I have a Flask app which displays some simple statistics about the number of books a user entered and how many they've marked as read each month. When testing the query locally on a SQLite3 database everything works fine. However, when I deploy to Heroku, which uses a PostgreSQL database, the statistics come out wrong. The query looks like:

books_group = db.session.query(extract("month", Book.timestamp), func.count(Book.id), func.count(Book.read)).filter(Book.user_id == current_user.id).group_by(extract("month", Book.timestamp)).all()

When running locally the output looks like: [(4, 27, 21)] where the first number is the month, the second the amount of books entered and the third the amount of books read. When running on Heroku the output is: [(4.0, 10, 10)] No matter what I do that amount of books entered and the amount of books marked as read is always equal, eventhough the output should be [(4.0, 10, 5)]

My model looks like:

class Book(db.Model):
    id = db.Column(db.Integer, primary_key=True)
    title = db.Column(db.String(140))
    timestamp = db.Column(db.DateTime, index=True, default=datetime.utcnow)
    read = db.Column(db.Boolean, default=False)
    user_id = db.Column(db.Integer, db.ForeignKey('user.id'))

And the data looks like:

+----+--------+-----------------------+------+---------+
| id | title  |       timestamp       | read | user_id |
+----+--------+-----------------------+------+---------+
|  1 | Foo    | 17 apr. 2020 13:14:47 |    1 |       1 |
|  2 | Bar    | 17 apr. 2020 13:14:47 |    1 |       1 |
|  3 | Baz    | 18 apr. 2020 13:14:47 |    0 |       1 |
|  4 | Foobar | 18 apr. 2020 13:14:47 |    1 |       2 |
|  5 | BarBaz | 18 apr. 2020 13:14:47 |    0 |       2 |
|    | FooBaz | 19 apr. 2020 13:14:47 |    0 |       1 |
+----+--------+-----------------------+------+---------+

What is going wrong here?

EDIT:

The solution that worked both for SQLite3 and PostgreSQL was:

books_group = db.session.query(extract("month", Book.timestamp), func.count(Book.id), func.sum(cast(Book.read, Integer))).filter(Book.user_id == current_user.id).group_by(extract("month", Book.timestamp)).all()
Stefan
  • 61
  • 1
  • 1
  • 9
  • @IljaEverilä I've edited my question! – Stefan Apr 19 '20 at 21:46
  • 1
    `func.count(Book.read)` counts how many times `Book.read` is not NULL. If your data contains no NULLs, every row in a group is counted. – Ilja Everilä Apr 20 '20 at 05:26
  • Changing the code to `func.count(Book.read == True)` produces the same inconsistent results.
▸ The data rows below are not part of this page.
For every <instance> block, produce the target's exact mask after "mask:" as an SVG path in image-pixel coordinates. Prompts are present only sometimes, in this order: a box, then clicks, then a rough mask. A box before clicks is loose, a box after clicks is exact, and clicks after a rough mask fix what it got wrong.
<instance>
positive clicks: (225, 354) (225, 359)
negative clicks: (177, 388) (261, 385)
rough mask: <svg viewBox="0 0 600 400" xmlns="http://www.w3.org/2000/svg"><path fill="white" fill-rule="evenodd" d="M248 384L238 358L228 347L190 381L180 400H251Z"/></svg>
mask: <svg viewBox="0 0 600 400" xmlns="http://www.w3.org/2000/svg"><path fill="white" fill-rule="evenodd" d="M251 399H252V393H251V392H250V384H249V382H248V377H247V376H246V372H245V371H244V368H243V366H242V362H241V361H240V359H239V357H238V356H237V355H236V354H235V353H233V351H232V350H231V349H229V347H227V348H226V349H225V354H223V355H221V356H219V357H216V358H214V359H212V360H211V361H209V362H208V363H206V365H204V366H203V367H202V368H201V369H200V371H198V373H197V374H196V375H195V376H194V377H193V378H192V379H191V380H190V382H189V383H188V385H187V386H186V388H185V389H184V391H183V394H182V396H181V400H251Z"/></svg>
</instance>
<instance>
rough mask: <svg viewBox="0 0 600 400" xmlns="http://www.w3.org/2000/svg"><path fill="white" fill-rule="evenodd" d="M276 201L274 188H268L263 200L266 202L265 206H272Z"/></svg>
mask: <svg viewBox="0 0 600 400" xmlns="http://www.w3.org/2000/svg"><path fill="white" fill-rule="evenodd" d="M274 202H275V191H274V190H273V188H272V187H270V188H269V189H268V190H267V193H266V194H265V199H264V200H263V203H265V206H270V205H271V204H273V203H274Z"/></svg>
It works on SQLite3 but not PostgreSQL – Stefan Apr 20 '20 at 07:55
  • 1
    `func.count(Book.read == True)` makes no difference. If `Book.read` is a boolean column, then `Book.read` and `Book.read == True` are equivalent. And if `Book.read` is NULL, then the result of `Book.read == True` is also NULL. Since `COUNT()` counts how many times *expression* evaluates to not NULL, there is no inconsistency. Your data in PostgreSQL seems to have **no** NULLs, while the data in SQLite seems to have NULLs. – Ilja Everilä Apr 20 '20 at 08:04
  • I see. Yes the PostgreSQL indeed has no NULL values for the read column. So, how would I count the number of True's in a way that works for both SQLite3 and PostgreSQL? – Stefan Apr 20 '20 at 08:25
  • 1
    Here are both PostgreSQL specific and portable ways to count true: https://stackoverflow.com/questions/37328779/sqlalchemy-func-count-on-boolean-column – Ilja Everilä Apr 20 '20 at 13:06
  • Turns out that the sum and cast to integer solution worked for me! Thanks! – Stefan Apr 20 '20 at 13:54

0 Answers0